So the author was wrong. The information was available at the time. Also since the naming of the stages and number is pretty much arbitrary we know the source. It is highly unlikely the same arbitrary choices would be made twice.

I found it interesting that the author of the article I am critiquing had this to say...

“However, because of the high position, respect, and esteem man gives scholars, one naturally assumes that if they research a subject and arrive at a conclusion based on that research, then the conclusion is valid.”

It shows his ignorance of science. This is not how science works. In science, there is an assumption that anyone can make an error. Scientists can and do change their minds.

In this case it appears that Moore has changed his mind. The Saudi’s that funded him got their moneys worth, for sure, since they can use his prior findings based on his ignorance of history, but the scientist now looks foolish or greedy. At the time of his error he was apparently not impressed enough to convert to Islam so apparently, even at the time, he did not assume it was because of divine revelation. If you read the linked article you will also know that in the sixth edition of his book "The developing human" refers the reader to the essay by Basim Musallam that was quoted above. So Moore has retracted his claims.

Geology

The author then moves to Geology without giving a single concrete example. He merely states that the Qur’an is a authority on this subject and tells the reader to look it up himself. This is a not difficult since the Qur’an repeats many of the scientific errors of the bible such as claiming a two-day creation for the earth. This is not the accepted scientific timeframe by an error of over eight orders of magnitude. Not only that but in the Qur’an the earth and heavens are created in backwards order, with earth first then heavens.

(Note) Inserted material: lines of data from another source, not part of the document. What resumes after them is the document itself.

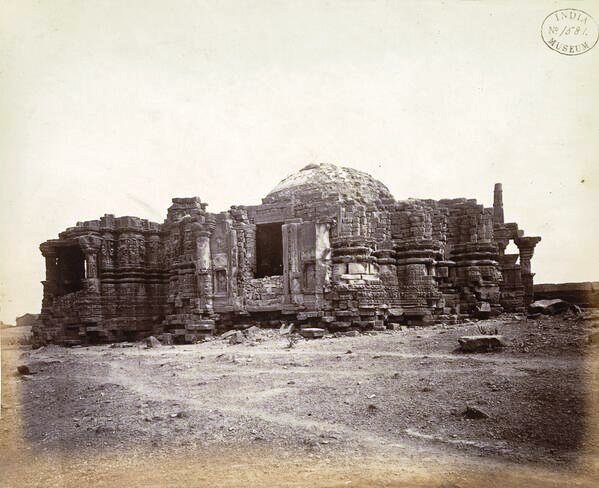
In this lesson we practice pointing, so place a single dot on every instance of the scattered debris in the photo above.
(474, 413)
(166, 339)
(286, 329)
(236, 338)
(552, 307)
(312, 333)
(23, 369)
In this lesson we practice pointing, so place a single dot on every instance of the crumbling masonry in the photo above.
(329, 247)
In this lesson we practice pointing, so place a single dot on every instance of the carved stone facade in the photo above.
(328, 247)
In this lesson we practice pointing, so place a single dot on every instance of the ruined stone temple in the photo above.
(329, 247)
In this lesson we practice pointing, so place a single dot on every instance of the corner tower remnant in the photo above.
(329, 247)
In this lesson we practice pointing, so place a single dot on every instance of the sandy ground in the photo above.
(374, 410)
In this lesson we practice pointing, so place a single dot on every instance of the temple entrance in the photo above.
(269, 250)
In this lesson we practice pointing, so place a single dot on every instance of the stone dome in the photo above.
(317, 182)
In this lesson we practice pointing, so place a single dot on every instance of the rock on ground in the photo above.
(481, 343)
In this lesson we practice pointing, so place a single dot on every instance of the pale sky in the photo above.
(116, 107)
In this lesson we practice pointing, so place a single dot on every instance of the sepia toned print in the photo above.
(299, 244)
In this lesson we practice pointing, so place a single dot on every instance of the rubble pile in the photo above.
(329, 249)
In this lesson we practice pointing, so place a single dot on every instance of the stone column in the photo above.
(204, 270)
(51, 282)
(498, 204)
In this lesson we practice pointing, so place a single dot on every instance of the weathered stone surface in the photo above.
(23, 369)
(286, 329)
(474, 413)
(481, 343)
(551, 307)
(329, 247)
(152, 342)
(312, 332)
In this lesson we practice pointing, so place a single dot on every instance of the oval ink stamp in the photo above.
(569, 31)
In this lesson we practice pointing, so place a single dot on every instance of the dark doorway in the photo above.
(71, 269)
(269, 250)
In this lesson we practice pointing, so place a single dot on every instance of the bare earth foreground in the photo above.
(375, 410)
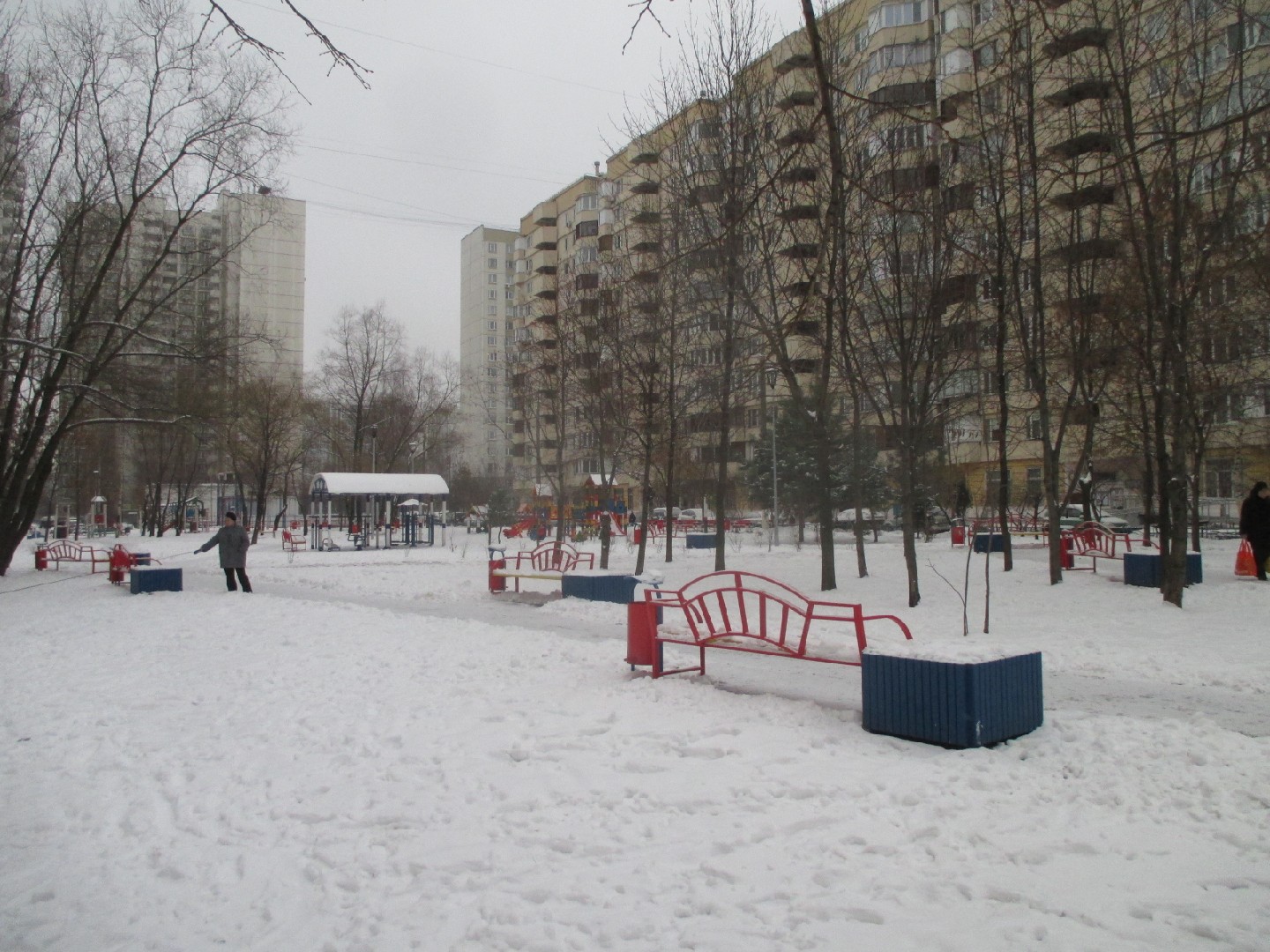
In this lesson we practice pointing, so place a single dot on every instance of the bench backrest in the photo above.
(1094, 537)
(743, 605)
(556, 556)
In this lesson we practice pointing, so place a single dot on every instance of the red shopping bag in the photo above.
(1244, 564)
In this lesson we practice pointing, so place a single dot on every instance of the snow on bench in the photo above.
(736, 611)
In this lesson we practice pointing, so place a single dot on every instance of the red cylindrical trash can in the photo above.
(640, 628)
(497, 583)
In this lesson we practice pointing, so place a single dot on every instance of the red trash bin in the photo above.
(497, 583)
(640, 628)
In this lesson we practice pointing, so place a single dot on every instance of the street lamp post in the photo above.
(773, 372)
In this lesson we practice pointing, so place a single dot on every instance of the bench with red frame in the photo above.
(736, 611)
(66, 551)
(1093, 541)
(549, 562)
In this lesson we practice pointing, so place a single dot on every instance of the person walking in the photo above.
(1255, 524)
(233, 541)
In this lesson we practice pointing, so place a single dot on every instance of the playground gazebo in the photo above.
(377, 498)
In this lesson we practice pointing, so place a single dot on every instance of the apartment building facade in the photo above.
(487, 340)
(992, 292)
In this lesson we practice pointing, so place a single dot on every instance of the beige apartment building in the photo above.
(487, 342)
(997, 204)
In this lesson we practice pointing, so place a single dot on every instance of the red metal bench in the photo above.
(739, 611)
(549, 562)
(66, 551)
(1091, 541)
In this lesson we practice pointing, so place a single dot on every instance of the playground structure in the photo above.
(384, 509)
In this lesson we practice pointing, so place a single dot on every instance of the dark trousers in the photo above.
(1261, 551)
(228, 579)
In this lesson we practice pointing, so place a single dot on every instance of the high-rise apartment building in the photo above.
(1033, 197)
(487, 339)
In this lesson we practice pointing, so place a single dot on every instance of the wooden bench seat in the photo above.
(548, 562)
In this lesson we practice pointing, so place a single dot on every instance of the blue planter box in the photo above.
(983, 541)
(600, 588)
(1143, 569)
(153, 579)
(952, 703)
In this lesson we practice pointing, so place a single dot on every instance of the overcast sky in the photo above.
(478, 109)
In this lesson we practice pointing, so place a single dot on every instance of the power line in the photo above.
(433, 165)
(446, 52)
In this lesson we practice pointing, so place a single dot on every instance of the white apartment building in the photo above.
(487, 337)
(263, 279)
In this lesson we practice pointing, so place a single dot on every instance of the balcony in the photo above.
(1085, 144)
(1081, 38)
(1084, 197)
(800, 212)
(1079, 92)
(1088, 250)
(794, 61)
(796, 100)
(903, 94)
(796, 138)
(800, 175)
(800, 250)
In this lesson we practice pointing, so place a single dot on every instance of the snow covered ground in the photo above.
(372, 753)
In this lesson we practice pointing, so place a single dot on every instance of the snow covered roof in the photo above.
(378, 484)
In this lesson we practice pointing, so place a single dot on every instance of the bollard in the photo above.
(497, 583)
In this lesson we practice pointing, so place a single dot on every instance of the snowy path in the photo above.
(378, 756)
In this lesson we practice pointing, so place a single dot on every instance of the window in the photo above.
(902, 14)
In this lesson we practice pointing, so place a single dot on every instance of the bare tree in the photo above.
(116, 115)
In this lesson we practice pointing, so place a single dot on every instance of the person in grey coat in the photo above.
(234, 541)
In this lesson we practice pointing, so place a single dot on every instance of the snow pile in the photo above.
(372, 753)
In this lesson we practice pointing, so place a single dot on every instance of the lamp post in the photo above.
(773, 372)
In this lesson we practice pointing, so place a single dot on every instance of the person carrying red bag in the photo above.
(1255, 524)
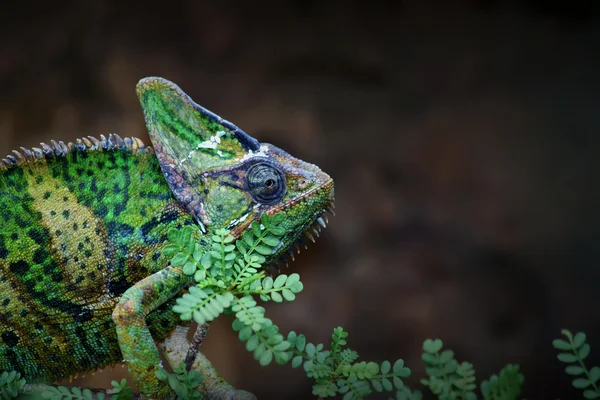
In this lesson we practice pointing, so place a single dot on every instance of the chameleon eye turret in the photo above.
(266, 183)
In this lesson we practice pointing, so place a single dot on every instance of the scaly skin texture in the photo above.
(83, 282)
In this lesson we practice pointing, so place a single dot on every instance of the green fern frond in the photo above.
(505, 386)
(573, 352)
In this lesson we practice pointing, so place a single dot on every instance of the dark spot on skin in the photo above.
(40, 255)
(40, 236)
(119, 208)
(20, 221)
(3, 249)
(10, 338)
(51, 268)
(19, 268)
(118, 229)
(102, 209)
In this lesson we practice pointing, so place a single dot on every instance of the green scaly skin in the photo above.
(83, 282)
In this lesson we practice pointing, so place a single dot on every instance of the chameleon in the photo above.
(83, 281)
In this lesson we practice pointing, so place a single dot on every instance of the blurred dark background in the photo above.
(462, 136)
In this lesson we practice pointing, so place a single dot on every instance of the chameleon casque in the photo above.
(83, 283)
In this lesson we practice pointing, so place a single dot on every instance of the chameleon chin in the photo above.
(83, 281)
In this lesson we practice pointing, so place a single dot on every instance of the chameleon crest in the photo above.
(83, 281)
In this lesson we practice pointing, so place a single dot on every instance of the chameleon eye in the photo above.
(265, 183)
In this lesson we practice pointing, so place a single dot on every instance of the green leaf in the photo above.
(398, 382)
(276, 219)
(280, 281)
(385, 367)
(248, 238)
(276, 297)
(267, 283)
(256, 231)
(581, 383)
(310, 349)
(387, 385)
(266, 358)
(288, 295)
(173, 235)
(398, 366)
(301, 342)
(560, 344)
(446, 356)
(579, 339)
(170, 250)
(206, 261)
(432, 346)
(252, 343)
(566, 357)
(189, 268)
(574, 370)
(591, 394)
(297, 361)
(271, 241)
(264, 250)
(377, 385)
(583, 351)
(179, 259)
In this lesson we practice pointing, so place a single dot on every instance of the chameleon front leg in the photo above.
(135, 341)
(213, 386)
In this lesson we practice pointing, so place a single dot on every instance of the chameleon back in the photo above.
(79, 225)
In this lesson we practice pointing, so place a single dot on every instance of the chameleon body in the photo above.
(83, 282)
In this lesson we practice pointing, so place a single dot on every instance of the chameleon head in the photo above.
(226, 178)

The Qur’an states that the earth is “fixed” in 27:61 yet we know it orbits the sun and that the continents move.

Does this sound like valid geology?

“Till, when he reached the setting place of the sun, he found it setting
in a muddy spring, and found a people thereabout: We said: O Zul Qarnain! Either punish or show them kindness.” (Al-Kahf: 86)

A muddy spring big enough that the sun could be said to be setting in it is quite a geological feature. Now I could understand this if it were to be taken metaphorically. Perhaps he traveled to the edge of a large swamp. The swamp would have to be large enough that the sun would set on the horizon of it and therefore appear to be setting into it. However if we choose to interpret this metaphorically then why not all the other statements like “smaller than an atom” or “two days” in which case they are no longer science.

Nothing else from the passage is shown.